# Pallet furnitures.



## papasombre (Sep 22, 2011)

Pallet furniture were so common in my country by the middle of last century. Now a days, some of them belong to museums and are so rare to find. I found two of them in a house at my neigborhood (Picture 1). I asked to the owner, a widow, to take some pictures and she told me that there was a third one in the backyard that needed to be repaired. I took it to my garage and spent several days to repair it. I took all the measurements for future references.

Now the lady has three rocking chairs at the porch. Personally, I dont like the color of them but I love the style of these furnitures.


----------



## Camero68 (Jun 27, 2012)

What a bliss to look at these fine furniture. 
Her porch setting reminded me so much of my jubilant childhood.  




________________________________________________

BandSaw Blades Online - Custom Welded Band Saw Blades


----------



## jw2170 (Jan 24, 2008)

Great project, Alexis.


----------



## Knothead47 (Feb 10, 2010)

We have a pallet company nearby. They put out wood for firewood. This time of year, people fill up trailers and trucks.


----------



## JOAT (Apr 9, 2010)

No, I don't love the color either. But I do love pallet wood, using some in the banjo I am supposedly half thru with. Nice job.


----------



## OPG3 (Jan 9, 2011)

Alexis, That is really quite neat and resourceful, and they look very functional. It sounds as if both of you benefitted mutually with your work. In one of your photos, I saw an example of the homemade clamp style that we spoke of quite a while back - it appears to be ideal for this application where you have used it! Great work! I know the lady must be very pleased to become your friend. Take care my friend, Otis Guillebeau


----------



## papasombre (Sep 22, 2011)

OPG3 said:


> Alexis, That is really quite neat and resourceful, and they look very functional. It sounds as if both of you benefitted mutually with your work. In one of your photos, I saw an example of the homemade clamp style that we spoke of quite a while back - it appears to be ideal for this application where you have used it! Great work! I know the lady must be very pleased to become your friend. Take care my friend, Otis Guillebeau


Thank you, Otis.

You are right. Both of us were benefitted with this job. When I returned the chair the lady wanted to pay some money but I declined it because I have all the measurements. She told me, as a joke, that the chairs will be included in her will for me.


----------



## JOAT (Apr 9, 2010)

Around here there are some folks advertising used pallets for sale at $1 to $5 each. But why bother? There are plenty more advertising used pallets for free, all you have to do is pick them up. Some are good to reclaim wood from, some are only good for kindling or firewood, but the important part is 'free'. You can also get some intesting wood in them, depending on where they originally came from. I have one that has some very salvagable Spanish Cedar. I've heard of others having teak, mahogany, and so on. But a lot more have oak, pine, and so on. I have a piece of wood from one that I have no idea what it is, but it is 'hard', can't touch it with a rasp, but it nice and clear grain, so it will be the neck of my banjo - eventually.

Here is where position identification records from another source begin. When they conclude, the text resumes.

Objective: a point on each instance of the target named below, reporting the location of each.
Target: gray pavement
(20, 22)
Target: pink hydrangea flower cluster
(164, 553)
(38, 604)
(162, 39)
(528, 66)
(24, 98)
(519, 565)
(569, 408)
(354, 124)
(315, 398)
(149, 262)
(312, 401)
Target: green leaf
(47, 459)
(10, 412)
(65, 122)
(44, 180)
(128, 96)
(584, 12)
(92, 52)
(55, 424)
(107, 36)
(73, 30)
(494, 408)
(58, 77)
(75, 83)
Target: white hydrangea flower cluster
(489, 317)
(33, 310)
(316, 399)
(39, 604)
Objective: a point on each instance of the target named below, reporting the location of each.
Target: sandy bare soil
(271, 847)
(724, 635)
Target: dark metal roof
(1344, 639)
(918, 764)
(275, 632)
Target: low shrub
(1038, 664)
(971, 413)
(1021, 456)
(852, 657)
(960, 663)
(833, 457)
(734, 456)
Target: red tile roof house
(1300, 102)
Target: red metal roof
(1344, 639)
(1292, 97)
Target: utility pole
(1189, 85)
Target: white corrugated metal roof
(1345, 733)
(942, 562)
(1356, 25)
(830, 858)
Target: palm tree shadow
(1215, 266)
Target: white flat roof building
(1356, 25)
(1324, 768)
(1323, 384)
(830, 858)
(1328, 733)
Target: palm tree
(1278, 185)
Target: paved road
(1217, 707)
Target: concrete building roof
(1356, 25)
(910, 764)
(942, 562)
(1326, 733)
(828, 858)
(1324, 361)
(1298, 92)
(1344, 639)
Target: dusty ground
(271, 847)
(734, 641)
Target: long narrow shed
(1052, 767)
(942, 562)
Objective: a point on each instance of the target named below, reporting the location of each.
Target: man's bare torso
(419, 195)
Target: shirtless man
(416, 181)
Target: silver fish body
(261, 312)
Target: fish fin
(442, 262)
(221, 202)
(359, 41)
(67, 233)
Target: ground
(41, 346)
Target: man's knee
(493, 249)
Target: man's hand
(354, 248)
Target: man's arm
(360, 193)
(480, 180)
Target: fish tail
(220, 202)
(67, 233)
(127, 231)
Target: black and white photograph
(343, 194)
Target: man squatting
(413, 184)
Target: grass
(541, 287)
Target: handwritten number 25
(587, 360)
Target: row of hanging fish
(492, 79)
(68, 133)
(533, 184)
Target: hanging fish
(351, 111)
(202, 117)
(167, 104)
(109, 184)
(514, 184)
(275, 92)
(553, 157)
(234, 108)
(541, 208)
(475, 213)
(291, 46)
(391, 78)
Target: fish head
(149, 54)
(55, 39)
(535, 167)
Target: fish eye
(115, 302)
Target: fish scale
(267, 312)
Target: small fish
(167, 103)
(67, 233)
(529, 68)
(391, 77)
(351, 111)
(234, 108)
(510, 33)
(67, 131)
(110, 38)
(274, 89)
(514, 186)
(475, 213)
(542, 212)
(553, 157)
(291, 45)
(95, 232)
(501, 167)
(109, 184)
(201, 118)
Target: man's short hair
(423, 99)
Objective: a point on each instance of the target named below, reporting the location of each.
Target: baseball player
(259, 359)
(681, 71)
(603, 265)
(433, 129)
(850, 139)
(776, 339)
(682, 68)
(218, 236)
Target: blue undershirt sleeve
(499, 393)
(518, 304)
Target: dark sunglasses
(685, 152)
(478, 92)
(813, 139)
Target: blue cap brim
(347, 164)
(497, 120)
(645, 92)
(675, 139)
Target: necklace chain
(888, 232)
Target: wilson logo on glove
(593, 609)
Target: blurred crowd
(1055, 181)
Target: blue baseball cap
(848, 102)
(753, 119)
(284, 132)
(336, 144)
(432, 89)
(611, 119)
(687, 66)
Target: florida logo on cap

There are a lot of people making furniture and such out of pallets too. Some is pretty, some is pretty ugly. A lot of it could look a lot better if it was painted. But it's all interesting. Check out some examples. furniture from pallet wood - Bing

And, when I was a kid, my grandfather designed, and cut the pieces, for a hunting cabin out of used pallets. Took two trailers to haul them 300 miles north, and that night we slept in a tent, with about a foot of snow on the ground, but the next day all the pieces were together, in about 8 hours, and we slept in the 'cabin' that night. The next day tar paper was added to the outside, along with a heating stove on the inside.


----------



## papasombre (Sep 22, 2011)

JOAT said:


> There are a lot of people making furniture and such out of pallets too. Some is pretty, some is pretty ugly. A lot of it could look a lot better if it was painted. But it's all interesting.


You are right, JOAT. There are so many types of these furniture but I like the style of the ones in the attached pictures.


----------